Facet joint injections are used to localize and treat lower back pain caused by problems of the facet joints. These joints are located on each side of the vertebrae and allow the spine to move back and forth. Facet joints cause pain from inflammation that occurs in the joint from arthritis and joint degeneration.

After the procedure
Patients are asked to record the relief they experience after the procedure and keep a record of their pain on a post-injection evaluation sheet. As numbness may be experienced for a few hours depending on the type of injection, it is best to have someone drive you home on the day. Patients may return to their normal activities the following.

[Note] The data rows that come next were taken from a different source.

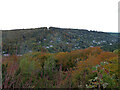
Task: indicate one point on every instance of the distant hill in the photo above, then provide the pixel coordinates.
(56, 40)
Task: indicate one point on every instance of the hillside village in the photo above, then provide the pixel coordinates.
(55, 40)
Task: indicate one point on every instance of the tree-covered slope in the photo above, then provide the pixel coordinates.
(55, 40)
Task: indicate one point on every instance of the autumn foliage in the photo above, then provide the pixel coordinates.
(86, 68)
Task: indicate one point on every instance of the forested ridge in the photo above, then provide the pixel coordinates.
(60, 58)
(56, 40)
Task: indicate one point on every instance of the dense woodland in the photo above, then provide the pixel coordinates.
(56, 40)
(60, 58)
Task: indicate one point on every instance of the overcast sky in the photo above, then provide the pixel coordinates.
(99, 15)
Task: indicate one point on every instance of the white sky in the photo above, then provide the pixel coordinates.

Most patients will experience pain relief immediately after the procedure because of the anaesthetic however it will usually wear off within eight hours and the pain often returns. The cortisone takes two days to begin working. Generally, it is best to ease back into exercise or more strenuous activities over two weeks as the medication begins to work. Please also consult your doctor for specific advice to address your individual needs.

We suggest you return to your referring doctor two weeks following the injection.

What is the risk of infection?
If you have a local skin or systemic infection, a spinal injection may put you at greater risk for spreading the infection into the spine. Make sure to tell your doctor if you have any infected wounds, boils, or rashes on your body.

Can I have a spinal injection if I have other medical conditions?
Injections are usually an elective procedure offered to patients without life-threatening conditions. A medically unstable patient should have his or her medical condition treated before any elective injections are given.

If you have an accompanying medical illness, you should discuss the potential risks of spinal injections with your physician.

How many injections will I need?
The number and frequency of injections depends on the condition and your specific circumstances, although it is generally considered reasonable to limit the number to three times per year to avoid systemic side effects. This is best discussed with your referring doctor.

What are the side effects of spinal injections?
Side effects are minimal and consist mainly of mild tenderness in the area of injection which disappears in two days. Along with analgesics and physical therapy, spinal injections have brought relief to thousands of patients. Adverse reactions and serious complications are very rare.

What are the success rates of spinal injections?
CT guided injections are generally successful in relieving pain for most patients. While the effects of the injection tend to be temporary (one month to one year), they can be beneficial in providing relief to patients during an episode of severe back pain.